Iran stands to lose more if nuclear deal fails
A mistake often made with respect to the Iranian nuclear deal is the belief that the United States and the European Union view a stronger Iran as an existential threat.
While the presence of another nuclear-armed Middle Eastern state is a scenario that both the US and the EU endeavor to avoid, the onus on Iranian policymakers to both save their economy from greater economic harm and ensure inclusion in a changing global energy marketplace is greater. Iran holds the world’s fourth largest oil reserves and second largest natural gas deposits, the latter of which were mostly discovered in the last two decades.

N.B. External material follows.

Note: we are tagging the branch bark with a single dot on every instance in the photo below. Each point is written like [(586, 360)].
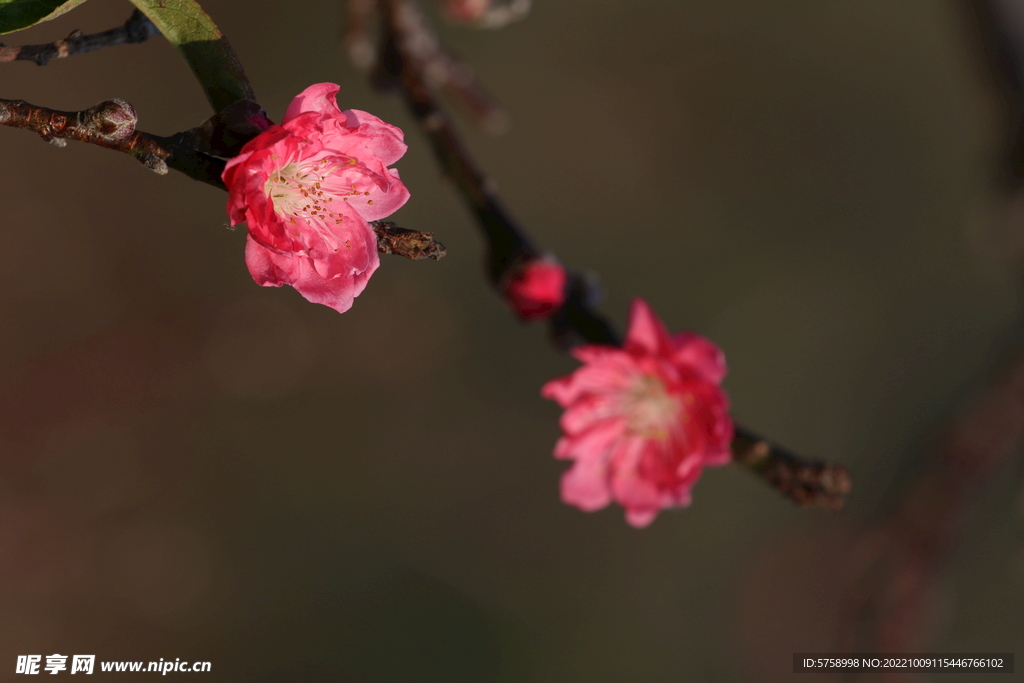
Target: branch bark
[(136, 30)]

Due to sanctions, however, the energy giant that Iran could be has not grown past infancy, and has thus far been unable to develop the lion’s share of its natural gas. Indeed, Iran has turned to Central Asian nations such as Turkmenistan in order to fill shortages at home. Iranian oil production, while still sixth in the world, has regressed during every one of the past seven years, and will continue to do so if technology desperately needed to bring Iranian oil into the 21st century continues to be unobtainable.
Moreover, the Iranian economy has shrunk by percentage points due to sanctions, with entire sectors reduced to irrelevance as a result of import and export restrictions. This means that the Iranian economy has come to depend almost entirely on a weakened hydrocarbons sector, and become a de facto petrol state.
While Iran has grown weaker, regional neighbors have become stronger. Both Turkmenistan and Azerbaijan have actively sought out ties with both East and West, and have set in motion plans to develop pipelines connecting Azerbaijani natural gas with European markets via Turkey. European markets are seeking to diversify their energy imports due to overdependence on Russia, and have seized the opportunity to work with partners that also share the Caspian Sea with Iran.
Iranian energy officials have made similar assurances regarding a similar pipeline connecting Iranian gas with European markets, though such a deal is contingent on the removal of sanctions levied against the Iranian economy. Currently, any such deal appears unlikely. Iranian negotiators are pushing a hard line with their Western counterparts, thus far refusing to accede to Western demands of greater transparency regarding Iran’s Arak heavy water reactor, and preemptively ruling out any type of “backwards step,” that is, any change in previously discussed centrifuge and uranium enrichment limits.
These types of statements could easily be bluster engineered by the Iranian political apparatus to allay fears of domestic hardliners. However, if this inflexible posture is continued, a dangerous precedent could be set that would torpedo the deal and lead to further ostracization of the Iranian economy.